Como explicar as cores, cheiros,
sons e gestos que nos transportam até a um outro tempo, feliz ou menos feliz? Algumas
memórias ainda poderão ter remédio, para outras é demasiado tarde. Mesmo com inusitados
esforços só conseguimos partilhar algumas e muitas desapareceram na voracidade
das regulamentações enviadas com selo de Bruxelas.
Desapareceram aqui os
gestos e cheiros da minha infância. Se quisesse o seu retorno, tinha de me ver
com as regras higiénicas europeias, inodoras e incolores. Mas um dia ainda poderei
revivê-las. Como os cheiros da queijaria. Os gestos. Sentir os dedos a mergulhar
naquela massa branca tão macia extorquindo-lhe o soro e moldá-la ao cincho. O
cheiro da massa do pão. Dos gestos violentos a amassá-la, acabando numa simples
bênção de cruz rematada a frase condizente. Da vassoura de giestas a varrer o
forno, quente da carqueja. Da espera. O aprender a esperar. O cheiro do pão
quando se tira a porta do forno.
O gesto de migar as couves
para as galinhas. O chamá-las ao repasto. Os cheiros do fumeiro. Provocar os
perus.

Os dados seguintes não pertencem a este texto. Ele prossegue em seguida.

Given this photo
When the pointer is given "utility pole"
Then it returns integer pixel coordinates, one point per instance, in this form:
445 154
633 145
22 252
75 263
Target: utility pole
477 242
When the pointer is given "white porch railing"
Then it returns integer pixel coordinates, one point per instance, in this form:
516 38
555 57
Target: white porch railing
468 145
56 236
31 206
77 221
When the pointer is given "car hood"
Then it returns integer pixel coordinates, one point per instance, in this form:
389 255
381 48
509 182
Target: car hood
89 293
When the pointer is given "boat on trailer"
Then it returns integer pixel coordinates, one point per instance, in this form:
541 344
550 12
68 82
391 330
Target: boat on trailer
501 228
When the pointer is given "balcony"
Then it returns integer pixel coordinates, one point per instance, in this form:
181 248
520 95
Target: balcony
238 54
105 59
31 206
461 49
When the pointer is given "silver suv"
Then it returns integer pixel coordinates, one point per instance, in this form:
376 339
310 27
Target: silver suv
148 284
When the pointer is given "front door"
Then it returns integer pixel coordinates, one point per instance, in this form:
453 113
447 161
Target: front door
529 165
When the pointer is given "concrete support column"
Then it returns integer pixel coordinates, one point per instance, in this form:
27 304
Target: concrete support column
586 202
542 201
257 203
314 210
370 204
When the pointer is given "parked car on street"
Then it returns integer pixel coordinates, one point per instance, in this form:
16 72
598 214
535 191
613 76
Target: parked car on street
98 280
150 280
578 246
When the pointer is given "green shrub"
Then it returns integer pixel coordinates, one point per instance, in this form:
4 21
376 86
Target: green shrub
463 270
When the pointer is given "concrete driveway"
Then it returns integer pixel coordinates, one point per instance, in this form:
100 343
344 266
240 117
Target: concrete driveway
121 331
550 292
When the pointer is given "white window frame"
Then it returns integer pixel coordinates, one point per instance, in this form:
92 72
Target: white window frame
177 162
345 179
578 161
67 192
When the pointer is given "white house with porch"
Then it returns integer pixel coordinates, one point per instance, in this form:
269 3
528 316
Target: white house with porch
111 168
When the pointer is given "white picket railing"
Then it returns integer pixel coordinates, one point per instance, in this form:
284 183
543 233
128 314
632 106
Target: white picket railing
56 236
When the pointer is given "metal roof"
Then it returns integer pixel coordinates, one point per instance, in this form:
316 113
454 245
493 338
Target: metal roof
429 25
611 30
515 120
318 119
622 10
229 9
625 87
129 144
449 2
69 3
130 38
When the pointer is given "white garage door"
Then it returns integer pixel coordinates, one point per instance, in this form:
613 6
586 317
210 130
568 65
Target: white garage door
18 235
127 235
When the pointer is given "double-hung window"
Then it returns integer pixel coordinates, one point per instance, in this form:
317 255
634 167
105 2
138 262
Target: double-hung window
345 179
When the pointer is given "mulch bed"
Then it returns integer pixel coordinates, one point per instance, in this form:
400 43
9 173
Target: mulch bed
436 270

Os cheiros da adega. Os gestos rigorosos para, numa horta, tapar com a
enxada um rego no minuto exacto e dar entrada à água noutro. Os badalos e
chocalhos ao longe. Cavalgar como se fosse dona do vento.
As memórias perdidas. O tempo
exacto de regular o candeeiro a petróleo para não queimar a chaminé. O cheiro
das velas que levávamos para o quarto. O som das nossas vozes ao serão. O som das
conversas fascinantes dos tios e os seus desenhos deslumbrantes. O som do
silêncio quando, concentrados, tentávamos agradar à avó mostrando que também sabíamos
desenhar. O som das cartas da paciência da avó. O som dos seus passos subindo a
escada para ver se não tínhamos velas acesas. O som do telefone que o tio-avô
inventou para ligar as quintas entre si, em códigos Morse diferentes. Três
traços. É para nós! O gongo gigante que à falta de sino, marcava as horas de
descanso e de trabalho. O gongo pequenino de casa para chamar às refeições, que
a avó levava até à varanda. Raramente o ouvia, tão longe estava, e os atrasos
pagavam-se.
Estas e muitas mais, recuperáveis
ou perdidas, guardo-as em caixa de música que toca sem avisar.
Inesperadamente herdei
também as memórias dos nossos que cruzaram os mares, conheço os sons, cores e
cheiros sentidos pelos que aportaram em sítios onde nunca fui. Sei que os
reconheço. Sei que vou chorar na sua presença porque os sinto meus.